Good Dog, Happy Man
Bill Frisell - electric and acoustic guitars, loops and music boxes
Greg Leisz - pedal steel, Dobro, lap steel, Weissenborn, National steel guitar and mandolin
Wayne Horvitz - organ, piano, samples
Viktor Krauss - bass
Jim Keltner - drums & percussion
special guest on Shenandoah:
Ry Cooder - guitar
produced by Lee Townsend
recording and mixing engineer: Judy Clapp
mastering engineer: Greg Calbi
Nonesuch Records 1999
Out of print. To download the MP3 version go to nonesuch.com
Song List:
Rain, Rain
Roscoe
Big Shoe
My Buffalo Girl
Shenandoah (for Johnny Smith)
Cadillac 1959
The Pioneers
Cold, Cold Ground
That Was Then
Good Dog, Happy Man
Poem for Eva
Reviews
"Bill Frisell makes such consistently great records that it would be easy to take the guitarist for granted.
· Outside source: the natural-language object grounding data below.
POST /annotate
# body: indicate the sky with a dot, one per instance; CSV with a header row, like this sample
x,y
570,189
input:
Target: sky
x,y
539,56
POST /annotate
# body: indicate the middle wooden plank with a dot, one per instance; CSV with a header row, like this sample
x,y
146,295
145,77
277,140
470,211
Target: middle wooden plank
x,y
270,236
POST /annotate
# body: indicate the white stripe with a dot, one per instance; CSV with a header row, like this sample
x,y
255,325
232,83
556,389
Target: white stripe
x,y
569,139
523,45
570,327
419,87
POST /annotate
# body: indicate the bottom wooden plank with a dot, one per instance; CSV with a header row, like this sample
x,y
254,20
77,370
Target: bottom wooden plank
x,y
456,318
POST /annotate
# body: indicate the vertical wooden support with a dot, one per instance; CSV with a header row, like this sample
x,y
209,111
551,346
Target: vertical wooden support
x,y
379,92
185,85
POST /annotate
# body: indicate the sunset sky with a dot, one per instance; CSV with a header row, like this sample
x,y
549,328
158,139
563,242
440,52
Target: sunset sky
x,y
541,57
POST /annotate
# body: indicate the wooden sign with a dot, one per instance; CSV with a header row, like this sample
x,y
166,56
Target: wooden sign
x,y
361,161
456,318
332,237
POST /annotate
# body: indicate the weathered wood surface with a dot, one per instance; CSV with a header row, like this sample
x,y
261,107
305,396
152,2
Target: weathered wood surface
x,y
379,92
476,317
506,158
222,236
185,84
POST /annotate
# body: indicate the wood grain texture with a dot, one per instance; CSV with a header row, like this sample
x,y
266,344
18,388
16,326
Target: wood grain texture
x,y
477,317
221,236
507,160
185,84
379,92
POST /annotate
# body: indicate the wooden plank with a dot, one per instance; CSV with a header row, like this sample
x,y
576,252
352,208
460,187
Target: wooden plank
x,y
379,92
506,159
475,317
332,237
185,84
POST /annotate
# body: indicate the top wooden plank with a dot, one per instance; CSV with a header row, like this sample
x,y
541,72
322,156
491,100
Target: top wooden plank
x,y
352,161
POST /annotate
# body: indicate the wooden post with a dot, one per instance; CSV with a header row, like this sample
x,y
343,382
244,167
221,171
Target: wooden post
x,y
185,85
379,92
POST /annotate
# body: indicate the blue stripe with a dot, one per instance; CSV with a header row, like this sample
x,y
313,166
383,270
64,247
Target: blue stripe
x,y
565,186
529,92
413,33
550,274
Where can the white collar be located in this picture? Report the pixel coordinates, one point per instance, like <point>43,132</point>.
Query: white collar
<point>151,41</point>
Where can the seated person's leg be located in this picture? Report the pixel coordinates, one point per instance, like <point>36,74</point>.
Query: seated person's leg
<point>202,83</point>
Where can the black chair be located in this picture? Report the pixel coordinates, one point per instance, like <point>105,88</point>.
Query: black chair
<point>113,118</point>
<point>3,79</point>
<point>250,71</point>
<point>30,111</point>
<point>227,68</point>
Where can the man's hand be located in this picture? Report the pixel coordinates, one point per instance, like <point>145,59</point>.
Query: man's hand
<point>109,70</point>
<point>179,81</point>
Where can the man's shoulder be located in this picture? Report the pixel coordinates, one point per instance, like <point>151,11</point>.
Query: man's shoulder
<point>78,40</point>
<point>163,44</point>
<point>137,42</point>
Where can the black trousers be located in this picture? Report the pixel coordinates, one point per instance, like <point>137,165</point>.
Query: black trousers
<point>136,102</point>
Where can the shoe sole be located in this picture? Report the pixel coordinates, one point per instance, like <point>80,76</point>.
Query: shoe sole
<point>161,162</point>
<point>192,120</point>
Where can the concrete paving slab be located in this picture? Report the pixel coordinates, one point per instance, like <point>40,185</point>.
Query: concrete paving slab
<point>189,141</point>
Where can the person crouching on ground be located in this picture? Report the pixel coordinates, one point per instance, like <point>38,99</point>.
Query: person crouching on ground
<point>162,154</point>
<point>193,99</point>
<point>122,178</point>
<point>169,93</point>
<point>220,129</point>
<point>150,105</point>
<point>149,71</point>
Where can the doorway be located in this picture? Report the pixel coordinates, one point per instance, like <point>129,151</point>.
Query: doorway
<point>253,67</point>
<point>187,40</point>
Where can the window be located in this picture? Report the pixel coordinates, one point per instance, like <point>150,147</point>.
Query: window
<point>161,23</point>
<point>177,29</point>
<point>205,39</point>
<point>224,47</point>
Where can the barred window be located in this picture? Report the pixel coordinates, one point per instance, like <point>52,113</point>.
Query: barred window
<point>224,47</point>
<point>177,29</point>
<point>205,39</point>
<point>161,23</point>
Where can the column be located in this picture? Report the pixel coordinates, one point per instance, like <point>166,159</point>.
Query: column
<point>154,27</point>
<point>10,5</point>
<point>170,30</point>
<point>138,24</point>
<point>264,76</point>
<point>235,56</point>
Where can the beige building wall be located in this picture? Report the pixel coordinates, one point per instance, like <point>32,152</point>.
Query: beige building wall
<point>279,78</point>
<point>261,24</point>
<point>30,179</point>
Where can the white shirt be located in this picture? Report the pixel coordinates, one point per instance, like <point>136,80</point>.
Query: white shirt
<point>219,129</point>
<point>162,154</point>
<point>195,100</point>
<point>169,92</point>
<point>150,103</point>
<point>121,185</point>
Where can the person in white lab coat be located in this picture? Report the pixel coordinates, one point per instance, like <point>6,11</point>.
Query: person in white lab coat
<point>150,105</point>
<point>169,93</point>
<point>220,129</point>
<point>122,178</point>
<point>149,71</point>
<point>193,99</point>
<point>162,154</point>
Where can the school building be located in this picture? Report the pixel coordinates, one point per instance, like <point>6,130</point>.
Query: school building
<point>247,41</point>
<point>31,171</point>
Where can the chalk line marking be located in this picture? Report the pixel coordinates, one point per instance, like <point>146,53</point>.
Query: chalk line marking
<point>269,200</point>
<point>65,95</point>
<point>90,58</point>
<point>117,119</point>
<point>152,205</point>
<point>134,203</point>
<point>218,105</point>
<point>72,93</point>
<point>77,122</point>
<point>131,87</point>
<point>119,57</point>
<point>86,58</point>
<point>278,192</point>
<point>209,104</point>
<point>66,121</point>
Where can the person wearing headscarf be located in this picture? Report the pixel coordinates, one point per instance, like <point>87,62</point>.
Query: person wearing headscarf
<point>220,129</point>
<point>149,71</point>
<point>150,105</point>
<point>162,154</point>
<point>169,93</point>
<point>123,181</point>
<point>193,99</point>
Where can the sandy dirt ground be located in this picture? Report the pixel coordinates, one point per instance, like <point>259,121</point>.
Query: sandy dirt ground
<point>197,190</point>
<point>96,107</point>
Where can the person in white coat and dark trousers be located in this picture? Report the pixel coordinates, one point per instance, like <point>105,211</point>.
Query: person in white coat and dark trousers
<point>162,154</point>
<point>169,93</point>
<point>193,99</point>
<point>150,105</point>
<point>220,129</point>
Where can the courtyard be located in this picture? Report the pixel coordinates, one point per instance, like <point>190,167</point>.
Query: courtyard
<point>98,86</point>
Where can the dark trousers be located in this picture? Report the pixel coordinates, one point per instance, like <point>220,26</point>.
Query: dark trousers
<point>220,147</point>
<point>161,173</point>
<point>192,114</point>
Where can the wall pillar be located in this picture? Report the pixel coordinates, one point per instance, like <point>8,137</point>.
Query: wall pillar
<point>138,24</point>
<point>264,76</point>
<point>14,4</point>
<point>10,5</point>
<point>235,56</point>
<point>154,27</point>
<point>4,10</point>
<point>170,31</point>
That would be sad, since no one refracts age-old Americana through a cutting-edge prism with the warm-hearted, fleet-minded individuality of Frisell. With "Good Dog, Happy Man," he has crafted one of his earthiest essays yet - a sort of funky follow-up to his sublime "Nashville" album from 1997. Backed by an ultra-hip band - pedal-steel artisan Greg Leisz, bassist Viktor Krauss, organ grinder Wayne Horvitz, and drum legend Jim Keltner - Frisell has forged originals whose folky melodies and big-sky grooves make them seem like old friends in snazzy new clothes. Tellingly, the outfit channels the traditional "Shenandoah" with Ry Cooder in tow, and its sepia-toned melancholy pairs perfectly with Frisell's dusty ballads, like the gem "Cadillac 1959."
- Billboard
"As a composer, Frisell seems to have located his center. Once as eclectic and mercurial as downtown New York contemporaries like John Zorn, he now devotes himself to building seamless and personal collages of 20th-century Americana. The only cover on Good Dog is a shimmering meditation on "Shenandoah," performed here as a duet with an exceptionally introspective Ry Cooder, but all these tracks are derived from folk and folk-jazz and blues sources. And all of them glow."
- LA Weekly
"Frisell and company focus on the subtleties inherent in groove music, like the way textural variation can push a slow moving melodic line to another level without having to wait for the chords to change."